I can commercialise your AI generated likeness freely under the new laws.
This is on the same level as “You can rob a store then when the cops come to your house say you were never there. They can’t arrest you if you weren’t at the scene of the crime.”
Lying is not a legal defense.
Gotta prove it.
So you admit that I do own my likeness now?
Do you? That depends on your local laws and regulations.
Just because (autonomous) ai works cant be copyrighted doesnt mean it cant infringe on copy right.
But it does bring to mind who would be the offender?
You don’t own a photo someone else made of you IRL either. Personality rights are closer to trademark.
This is more about control of distribution than outright ownership. You can’t control the distribution of AI generated likenesses of yourself because they are now public domain, a photo someone takes is not public domain and not commercialisable without a release from the subject.
At least in the USA: You absolutely can control the distribution of your likeness if it wasn’t taken in public.
Photos of you in public can’t be controlled because you have no reasonable expectation of privacy in public. If someone takes a picture of you privately, even if not for commercial purposes, you can absolutely control the use of that image unless you release it.
But your AI generated likeness is now public domain, so explain how you have control over it’s distribution, it’s ok, I can keep repeating myself till everyone catches up.
You can keep repeating yourself all day long; it’s clear you only read the clickbaity headline and not the article that clarified creative credit and copyright can’t be owned directly by an AI. Your entire premise is wrong.
Yes, it is. But if it wasn’t I’d still be right.
Personality rights are not copyright. At all. It’s just that simple. Entirely different branch of law, enforced at an entirely different level in the US (state-specific instead of federal). Something can be totally free of copyright while also still being illegal to distribute for entirely different reasons.
Is it illegal to distribute AI generated likenesses of a person?
That’s a somewhat unknown subject given the way personality rights are written across the globe (they are not consistent and some are built on an invasion of privacy scenario only). Deepfake porn lives in extremely muddy largely-untouched ground. But if it is illegal, it would simply never happen under copyright law, and this ruling does not affect it.

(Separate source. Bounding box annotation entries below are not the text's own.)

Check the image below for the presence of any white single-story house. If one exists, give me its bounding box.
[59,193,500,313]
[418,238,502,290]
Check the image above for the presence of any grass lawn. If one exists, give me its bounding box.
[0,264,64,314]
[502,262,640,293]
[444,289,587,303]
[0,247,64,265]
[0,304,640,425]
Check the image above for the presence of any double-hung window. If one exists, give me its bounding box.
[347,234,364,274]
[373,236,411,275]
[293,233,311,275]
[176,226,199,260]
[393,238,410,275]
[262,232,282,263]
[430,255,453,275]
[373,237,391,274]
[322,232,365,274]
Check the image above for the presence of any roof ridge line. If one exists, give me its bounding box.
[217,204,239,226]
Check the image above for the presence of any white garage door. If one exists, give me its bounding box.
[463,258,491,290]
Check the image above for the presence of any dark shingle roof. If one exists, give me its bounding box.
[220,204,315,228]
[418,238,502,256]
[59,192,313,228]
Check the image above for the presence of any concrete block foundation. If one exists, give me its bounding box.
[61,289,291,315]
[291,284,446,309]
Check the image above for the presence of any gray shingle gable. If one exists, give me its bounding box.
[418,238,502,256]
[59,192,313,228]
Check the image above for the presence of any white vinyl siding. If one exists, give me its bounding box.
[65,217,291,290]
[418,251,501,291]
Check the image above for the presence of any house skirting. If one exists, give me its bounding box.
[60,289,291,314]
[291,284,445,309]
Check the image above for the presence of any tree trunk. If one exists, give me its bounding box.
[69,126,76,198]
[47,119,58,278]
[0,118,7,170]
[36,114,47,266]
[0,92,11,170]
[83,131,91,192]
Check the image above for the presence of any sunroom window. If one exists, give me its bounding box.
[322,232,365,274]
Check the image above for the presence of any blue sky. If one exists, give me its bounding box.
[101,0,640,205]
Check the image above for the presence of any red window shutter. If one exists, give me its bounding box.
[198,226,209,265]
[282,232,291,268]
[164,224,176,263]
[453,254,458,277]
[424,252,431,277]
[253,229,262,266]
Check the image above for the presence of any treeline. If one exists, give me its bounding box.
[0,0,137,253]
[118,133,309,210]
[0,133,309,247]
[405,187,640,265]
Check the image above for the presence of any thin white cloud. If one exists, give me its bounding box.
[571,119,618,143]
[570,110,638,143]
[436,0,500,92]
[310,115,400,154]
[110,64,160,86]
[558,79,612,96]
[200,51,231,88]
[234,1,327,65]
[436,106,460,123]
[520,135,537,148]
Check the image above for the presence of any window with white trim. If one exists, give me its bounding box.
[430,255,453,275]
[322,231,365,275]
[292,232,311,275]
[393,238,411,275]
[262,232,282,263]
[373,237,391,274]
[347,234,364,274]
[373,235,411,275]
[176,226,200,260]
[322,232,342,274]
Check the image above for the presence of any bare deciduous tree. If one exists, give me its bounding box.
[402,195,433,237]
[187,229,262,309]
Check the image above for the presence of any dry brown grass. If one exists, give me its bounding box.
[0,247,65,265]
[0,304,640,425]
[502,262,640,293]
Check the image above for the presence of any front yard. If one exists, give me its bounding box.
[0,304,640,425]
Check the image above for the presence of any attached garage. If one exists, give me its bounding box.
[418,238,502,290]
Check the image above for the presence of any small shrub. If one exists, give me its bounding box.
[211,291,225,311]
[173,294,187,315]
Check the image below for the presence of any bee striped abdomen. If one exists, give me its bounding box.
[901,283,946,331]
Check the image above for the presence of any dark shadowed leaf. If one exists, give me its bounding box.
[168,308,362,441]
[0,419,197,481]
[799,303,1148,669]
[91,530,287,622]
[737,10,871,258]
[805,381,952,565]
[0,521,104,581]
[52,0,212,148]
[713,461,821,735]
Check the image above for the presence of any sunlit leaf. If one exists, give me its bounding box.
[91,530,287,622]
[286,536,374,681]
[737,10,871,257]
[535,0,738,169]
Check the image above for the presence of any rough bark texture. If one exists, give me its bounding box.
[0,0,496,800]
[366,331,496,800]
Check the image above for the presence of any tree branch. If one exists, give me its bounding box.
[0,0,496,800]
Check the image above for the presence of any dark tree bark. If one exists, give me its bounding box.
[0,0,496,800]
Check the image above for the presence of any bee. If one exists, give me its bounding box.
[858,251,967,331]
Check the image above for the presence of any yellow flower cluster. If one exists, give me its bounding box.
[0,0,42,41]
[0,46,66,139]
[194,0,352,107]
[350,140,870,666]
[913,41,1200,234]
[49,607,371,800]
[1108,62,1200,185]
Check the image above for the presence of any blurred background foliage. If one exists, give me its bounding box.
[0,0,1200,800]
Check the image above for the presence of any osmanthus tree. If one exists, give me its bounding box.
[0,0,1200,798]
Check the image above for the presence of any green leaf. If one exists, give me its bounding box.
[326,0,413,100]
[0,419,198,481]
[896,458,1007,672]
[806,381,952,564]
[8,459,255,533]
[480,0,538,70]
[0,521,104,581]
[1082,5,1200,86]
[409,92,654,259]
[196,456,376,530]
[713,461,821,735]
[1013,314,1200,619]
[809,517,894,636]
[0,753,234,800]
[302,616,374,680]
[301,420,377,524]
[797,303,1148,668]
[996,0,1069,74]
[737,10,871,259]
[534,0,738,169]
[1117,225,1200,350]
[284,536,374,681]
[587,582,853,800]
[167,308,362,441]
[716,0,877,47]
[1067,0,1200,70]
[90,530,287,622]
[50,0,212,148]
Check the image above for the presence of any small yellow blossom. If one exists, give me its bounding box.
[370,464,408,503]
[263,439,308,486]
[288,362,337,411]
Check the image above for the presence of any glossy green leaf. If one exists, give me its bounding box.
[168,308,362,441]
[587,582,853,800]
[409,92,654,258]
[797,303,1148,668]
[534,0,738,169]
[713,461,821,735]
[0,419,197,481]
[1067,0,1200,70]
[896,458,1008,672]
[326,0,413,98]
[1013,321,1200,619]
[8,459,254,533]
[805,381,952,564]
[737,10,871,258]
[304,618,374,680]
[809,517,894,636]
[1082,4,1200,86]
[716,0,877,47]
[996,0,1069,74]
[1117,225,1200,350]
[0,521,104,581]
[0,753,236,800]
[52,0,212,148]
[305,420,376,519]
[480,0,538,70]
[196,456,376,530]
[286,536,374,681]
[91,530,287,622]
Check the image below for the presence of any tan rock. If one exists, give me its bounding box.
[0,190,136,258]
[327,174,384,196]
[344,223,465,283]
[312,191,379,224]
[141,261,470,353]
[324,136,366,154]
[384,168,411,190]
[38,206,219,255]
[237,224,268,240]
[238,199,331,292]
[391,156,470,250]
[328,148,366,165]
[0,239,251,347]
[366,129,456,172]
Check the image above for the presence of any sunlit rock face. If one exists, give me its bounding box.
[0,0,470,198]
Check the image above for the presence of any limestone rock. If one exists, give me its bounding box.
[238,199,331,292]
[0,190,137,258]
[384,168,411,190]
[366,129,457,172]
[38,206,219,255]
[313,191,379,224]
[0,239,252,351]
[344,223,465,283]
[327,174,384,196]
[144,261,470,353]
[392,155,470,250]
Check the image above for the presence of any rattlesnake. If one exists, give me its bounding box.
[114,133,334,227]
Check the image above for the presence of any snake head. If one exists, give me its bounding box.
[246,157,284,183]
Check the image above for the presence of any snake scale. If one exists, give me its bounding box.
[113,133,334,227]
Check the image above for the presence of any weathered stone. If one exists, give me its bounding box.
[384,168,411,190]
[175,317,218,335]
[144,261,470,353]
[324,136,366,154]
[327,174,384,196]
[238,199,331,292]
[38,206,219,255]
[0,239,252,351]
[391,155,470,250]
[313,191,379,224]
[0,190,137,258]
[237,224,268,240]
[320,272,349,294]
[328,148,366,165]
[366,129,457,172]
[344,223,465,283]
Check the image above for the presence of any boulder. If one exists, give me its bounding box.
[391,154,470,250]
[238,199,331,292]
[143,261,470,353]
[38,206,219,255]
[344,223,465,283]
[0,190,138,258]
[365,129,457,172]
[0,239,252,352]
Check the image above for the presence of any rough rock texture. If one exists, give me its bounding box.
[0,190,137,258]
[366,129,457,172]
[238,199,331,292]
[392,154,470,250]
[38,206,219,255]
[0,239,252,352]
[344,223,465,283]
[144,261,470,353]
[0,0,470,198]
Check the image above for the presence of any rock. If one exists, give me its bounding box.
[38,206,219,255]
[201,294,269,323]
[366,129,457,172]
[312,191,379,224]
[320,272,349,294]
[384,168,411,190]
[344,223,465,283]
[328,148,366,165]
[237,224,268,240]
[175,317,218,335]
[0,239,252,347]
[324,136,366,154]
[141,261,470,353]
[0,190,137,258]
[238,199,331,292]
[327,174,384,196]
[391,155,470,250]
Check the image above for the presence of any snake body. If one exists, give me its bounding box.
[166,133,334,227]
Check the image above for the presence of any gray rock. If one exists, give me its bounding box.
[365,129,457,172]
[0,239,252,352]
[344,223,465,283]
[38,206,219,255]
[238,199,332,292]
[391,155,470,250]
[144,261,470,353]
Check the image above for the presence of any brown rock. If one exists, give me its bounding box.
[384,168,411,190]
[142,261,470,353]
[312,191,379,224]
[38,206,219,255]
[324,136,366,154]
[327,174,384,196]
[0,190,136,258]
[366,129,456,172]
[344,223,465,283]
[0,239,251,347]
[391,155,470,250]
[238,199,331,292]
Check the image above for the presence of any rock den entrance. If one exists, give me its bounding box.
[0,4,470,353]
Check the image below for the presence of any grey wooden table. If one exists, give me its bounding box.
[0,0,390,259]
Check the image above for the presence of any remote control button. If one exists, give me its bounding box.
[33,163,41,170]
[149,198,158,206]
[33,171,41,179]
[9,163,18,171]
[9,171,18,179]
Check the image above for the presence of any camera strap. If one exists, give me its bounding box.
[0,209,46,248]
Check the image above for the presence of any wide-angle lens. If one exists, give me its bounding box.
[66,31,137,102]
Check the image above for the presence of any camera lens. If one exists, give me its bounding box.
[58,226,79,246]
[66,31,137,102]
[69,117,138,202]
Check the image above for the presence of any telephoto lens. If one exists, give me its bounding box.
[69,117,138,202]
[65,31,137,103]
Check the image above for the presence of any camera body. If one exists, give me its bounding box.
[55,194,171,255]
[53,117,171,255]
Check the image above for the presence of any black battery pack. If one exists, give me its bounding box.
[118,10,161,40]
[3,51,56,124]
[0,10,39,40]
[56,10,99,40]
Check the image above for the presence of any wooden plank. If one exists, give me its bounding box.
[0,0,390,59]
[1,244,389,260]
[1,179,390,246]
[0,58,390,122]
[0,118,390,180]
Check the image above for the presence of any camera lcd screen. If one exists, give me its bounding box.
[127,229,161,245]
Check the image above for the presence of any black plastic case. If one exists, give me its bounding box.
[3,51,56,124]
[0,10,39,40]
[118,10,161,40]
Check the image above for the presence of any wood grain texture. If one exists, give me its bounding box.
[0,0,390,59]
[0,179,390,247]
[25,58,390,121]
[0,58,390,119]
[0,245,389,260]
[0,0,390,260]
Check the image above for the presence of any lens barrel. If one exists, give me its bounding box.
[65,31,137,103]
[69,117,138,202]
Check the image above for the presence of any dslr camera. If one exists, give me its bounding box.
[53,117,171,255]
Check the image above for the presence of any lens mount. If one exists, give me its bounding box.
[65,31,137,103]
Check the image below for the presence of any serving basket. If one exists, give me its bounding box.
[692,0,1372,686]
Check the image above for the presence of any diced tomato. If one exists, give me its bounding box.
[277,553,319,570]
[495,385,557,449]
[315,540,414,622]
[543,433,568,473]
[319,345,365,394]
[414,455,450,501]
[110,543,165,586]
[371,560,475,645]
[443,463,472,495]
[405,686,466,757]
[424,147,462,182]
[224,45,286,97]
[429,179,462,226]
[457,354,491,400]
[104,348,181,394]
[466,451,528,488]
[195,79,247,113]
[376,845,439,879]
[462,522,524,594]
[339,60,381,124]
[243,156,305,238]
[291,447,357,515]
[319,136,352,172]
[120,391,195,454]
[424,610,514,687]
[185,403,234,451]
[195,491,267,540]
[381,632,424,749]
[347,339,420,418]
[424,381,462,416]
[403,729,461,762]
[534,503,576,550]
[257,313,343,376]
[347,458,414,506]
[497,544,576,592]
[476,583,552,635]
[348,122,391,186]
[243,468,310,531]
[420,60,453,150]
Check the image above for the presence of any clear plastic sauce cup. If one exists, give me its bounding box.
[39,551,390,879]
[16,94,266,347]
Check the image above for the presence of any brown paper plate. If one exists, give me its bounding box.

Let me put it this way: If I break into your house and film you doing whatever then post it on YouTube, it’ll end up getting me penalized for breaking and entering, property damage, violation of privacy and who knows what else; probably a huge laundry list that’ll land me locked up for a good chunk of time and you’d win on all those counts. But one you’re extremely unlikely to win is copyright, unless I happen to film something like some piece of art you’ve made yourself in the process.
It seems the point is moot, the article was editorialised, the ruling didn’t make AI generated material public domain. It just stated that AI couldn’t be the copyright holder for the created materials.
Oh man… I don’t even know how to tackle the legislature needed to handle AI content correctly, but I can tell you that the dinosaurs in office have even less of an idea. If we continue the path of corporations paying off politicians, which doesn’t seem like it has an end in sight… We are about to have some new problems that 5 years ago nobody even thought of.
I miss the old internet. Shit has gotten way out of hand and there is no stopping it.
Depending on the jurisdiction, you never had those rights. In Australia anyone is free to take your picture in (or from) a public space. The only issue is when that photo is used to damage the subject - and that is done under defamation laws. In the US the photographer owns the rights to a photograph unless there are other contractual stipulations - even if you are the subject of the photograph.